WO2002078161A1

WO2002078161A1 - Switch-mode power supply with autonomous primary inverter

Info

Publication number: WO2002078161A1
Application number: PCT/IB2002/000848
Authority: WO
Inventors: Juan A. Sabate; Gert W. Bruning
Original assignee: Koninklijke Philips Electronics N.V.
Priority date: 2001-03-23
Filing date: 2002-03-22
Publication date: 2002-10-03
Also published as: CN1460320A; KR20030011337A; JP2004519987A; US6400584B1; EP1374382A1

Abstract

A switching power supply is provided in two stages with the primary of the power transformer (18) being in the first stage and the secondary in the second stage. The first stage (Stage 1) includes an EMI filter (12) connected to the input of a rectifier (14). The output of the rectifier is connected to a self oscillating, half-bridge, resonant inverter (16) operating in open loop with the primary of the transformer (18) to provide isolation from the power source (10). Feed-forward control is used to compensate for line variations, providing very small output voltage variation compared with input voltage variation. In the second stage (Stage 2), the secondary of the transformer (18) provides an input to post regulator circuitry (20) including a PWM control circuit (34) to regulate the output current using the error signal representing the differences between the current sensed and the desired value.

Description

Switch-mode power supply with autonomous primary inverter

Technical Field

This invention relates generally to switching power supplies and, more particularly, to two-stage switching converters with transformer separation. One area in which the invention finds particular utility is in connection with high end battery chargers.

Background Technology

The increasing demand for size reduction of virtually all electronic appliances is difficult to meet with presently available switching power supplies. Several features inherent in devices of relevant technology militate against achievement of the desired goal. For example, the whole converter must typically be designed to handle a relatively wide range of input voltage, resulting in low efficiency. Moreover, reducing the size of magnetic and filtering elements requires high switching frequencies, with concomitant high converter losses. High losses are inherent for high frequency operation due to the necessity of dissipating the energy stored in the leakage inductance of the transformer to avoid large voltage spikes across the main transistor. Also, implementation of isolation of the feedback signal is costly and bulky, and the whole converter has to be redesigned if there are changes in the load voltage requirements.

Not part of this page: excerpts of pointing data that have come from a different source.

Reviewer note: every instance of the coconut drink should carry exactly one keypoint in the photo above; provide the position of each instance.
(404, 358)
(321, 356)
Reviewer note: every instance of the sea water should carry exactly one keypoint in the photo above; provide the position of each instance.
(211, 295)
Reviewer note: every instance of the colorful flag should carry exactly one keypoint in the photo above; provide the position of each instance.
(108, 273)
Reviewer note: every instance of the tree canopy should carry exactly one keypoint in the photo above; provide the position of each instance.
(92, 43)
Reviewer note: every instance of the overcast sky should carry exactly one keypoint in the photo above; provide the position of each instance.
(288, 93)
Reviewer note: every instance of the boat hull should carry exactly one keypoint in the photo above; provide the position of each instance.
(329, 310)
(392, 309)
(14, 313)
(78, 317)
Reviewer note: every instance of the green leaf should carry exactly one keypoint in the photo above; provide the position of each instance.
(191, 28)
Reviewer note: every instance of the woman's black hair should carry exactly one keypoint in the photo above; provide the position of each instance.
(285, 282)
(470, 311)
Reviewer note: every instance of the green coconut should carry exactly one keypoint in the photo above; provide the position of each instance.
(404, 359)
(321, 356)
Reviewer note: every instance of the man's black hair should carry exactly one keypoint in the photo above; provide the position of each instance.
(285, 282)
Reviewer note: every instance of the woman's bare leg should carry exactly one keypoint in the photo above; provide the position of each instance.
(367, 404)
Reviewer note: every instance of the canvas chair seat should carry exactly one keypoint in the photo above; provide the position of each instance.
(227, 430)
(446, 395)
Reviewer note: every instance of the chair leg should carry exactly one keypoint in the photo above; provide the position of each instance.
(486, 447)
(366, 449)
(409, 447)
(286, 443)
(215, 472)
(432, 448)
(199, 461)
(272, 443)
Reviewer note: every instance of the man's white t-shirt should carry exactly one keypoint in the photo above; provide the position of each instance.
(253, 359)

Switching power supplies presently employed in high end battery chargers typically use a single stage off-line converter 1, most commonly a flyback converter. Rectified and filtered line voltage V_M is applied to the converter which provides isolation from the mains and regulates the output voltage V_R. To regulate the charging current I_CH, the converter needs a feedback signal from the output. The feedback is normally provided by an optocoupler 2 which passes the signal to the control 3 and which provides isolation. A typical circuit is depicted in FIG. 1. The present invention is directed to overcoming one or more of the problems or disadvantages associated with the present state of the art.

Summary of the Invention

It is inter alia an object of the invention to provide a power supply with the following features and advantages: 1. Compensation for variations in input voltage is effected in two different stages of the circuit, permitting design of each part for a smaller regulation range, resulting in more efficient circuits. In this way the output is stabilized against variations in the input voltage. 2. The reduced regulation range in each stage also results in reduced voltage and current stress in the components, permitting the use of lower cost components to provide the same performance.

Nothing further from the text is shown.